While it would be possible to design floating-point hardware that whose execution speed for any particular operation would be independent of the values of the operands, it is generally advantageous to minimize the average-case time especially if that can be done without affecting the worst-case time. For example, even if a chip would normally require six cycles to perform a double-precision floating-point multiply, performance in many applications could be improved if, at the same time as the chip started the multiplication process, a separate circuit did the following:
Set R1 if first operand is NaN or second operand is +/- 1.0
Set R2 if second operand is NaN or first operand is +/- 1.0
Set Z if either operand is +/- 0.0
Set N if either operand is NaN
If (R1 or R2 or Z)
Set the body of the result, excluding sign, to the (first-op & R1) | (second-op & R2)
Set the sign of the result to (first-op & (R1 | !N)) ^ (second-op & (R2 | !N))
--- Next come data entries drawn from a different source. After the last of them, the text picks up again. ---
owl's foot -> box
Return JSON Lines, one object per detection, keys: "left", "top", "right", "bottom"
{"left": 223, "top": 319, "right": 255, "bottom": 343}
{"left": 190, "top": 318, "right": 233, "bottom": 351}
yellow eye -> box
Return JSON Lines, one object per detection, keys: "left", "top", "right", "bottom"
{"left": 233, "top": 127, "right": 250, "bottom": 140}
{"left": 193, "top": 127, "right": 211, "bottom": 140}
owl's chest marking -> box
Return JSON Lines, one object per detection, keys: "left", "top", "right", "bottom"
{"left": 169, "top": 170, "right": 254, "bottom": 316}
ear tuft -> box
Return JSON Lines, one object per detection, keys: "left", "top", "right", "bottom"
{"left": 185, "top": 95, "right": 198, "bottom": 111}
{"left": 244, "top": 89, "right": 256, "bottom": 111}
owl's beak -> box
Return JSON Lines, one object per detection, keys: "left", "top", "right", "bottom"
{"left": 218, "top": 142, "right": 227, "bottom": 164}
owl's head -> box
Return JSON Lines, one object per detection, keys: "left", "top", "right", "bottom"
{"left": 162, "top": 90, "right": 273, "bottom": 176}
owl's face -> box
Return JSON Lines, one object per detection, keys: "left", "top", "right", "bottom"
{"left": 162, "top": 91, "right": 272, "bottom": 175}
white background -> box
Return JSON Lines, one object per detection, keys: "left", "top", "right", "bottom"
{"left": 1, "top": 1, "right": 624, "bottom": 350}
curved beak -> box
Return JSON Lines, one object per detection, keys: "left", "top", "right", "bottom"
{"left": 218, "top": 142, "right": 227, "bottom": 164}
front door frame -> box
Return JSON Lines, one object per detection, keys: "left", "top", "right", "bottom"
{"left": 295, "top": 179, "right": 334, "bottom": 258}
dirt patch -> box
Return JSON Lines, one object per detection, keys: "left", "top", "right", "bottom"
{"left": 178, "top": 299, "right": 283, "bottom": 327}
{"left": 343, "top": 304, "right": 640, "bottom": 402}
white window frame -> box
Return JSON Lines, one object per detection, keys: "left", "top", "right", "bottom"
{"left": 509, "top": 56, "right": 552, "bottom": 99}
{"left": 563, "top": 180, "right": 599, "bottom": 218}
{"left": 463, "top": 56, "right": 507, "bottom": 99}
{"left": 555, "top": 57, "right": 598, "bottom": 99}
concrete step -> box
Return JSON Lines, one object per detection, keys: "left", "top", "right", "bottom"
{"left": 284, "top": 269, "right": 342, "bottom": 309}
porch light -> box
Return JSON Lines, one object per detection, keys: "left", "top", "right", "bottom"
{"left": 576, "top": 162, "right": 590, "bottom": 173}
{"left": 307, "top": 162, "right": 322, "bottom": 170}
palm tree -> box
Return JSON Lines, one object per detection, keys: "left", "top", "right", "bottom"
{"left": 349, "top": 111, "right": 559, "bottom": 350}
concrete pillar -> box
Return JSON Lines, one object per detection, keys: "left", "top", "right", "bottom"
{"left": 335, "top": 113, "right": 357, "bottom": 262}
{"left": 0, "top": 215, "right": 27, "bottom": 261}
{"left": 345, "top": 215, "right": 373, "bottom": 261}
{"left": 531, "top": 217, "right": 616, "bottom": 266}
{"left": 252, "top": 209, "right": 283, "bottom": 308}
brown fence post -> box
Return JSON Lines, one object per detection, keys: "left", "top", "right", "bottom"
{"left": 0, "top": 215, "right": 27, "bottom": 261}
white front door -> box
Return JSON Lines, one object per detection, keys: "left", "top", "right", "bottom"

Skip the rest of the multiplication
Adding the above logic would cause floating-point multiplies by +/- 1.0, or +/- 0.0 to be performed in a sixth of the time required for multiplication not involving such constants. There are many scenarios where code accepts arbitrary scaling factors but is most often used with scaling factors of zero or one; some graphics applications, for example, might allow arbitrary scaling, rotation, and shear but be used most frequently with a scale factor of one, no rotation, and no shear. Expediting multiplication by zero and one, despite requiring less hardware than would be required to improve most multiplications by a cycle, could in many scenarios offer a more useful performance boost.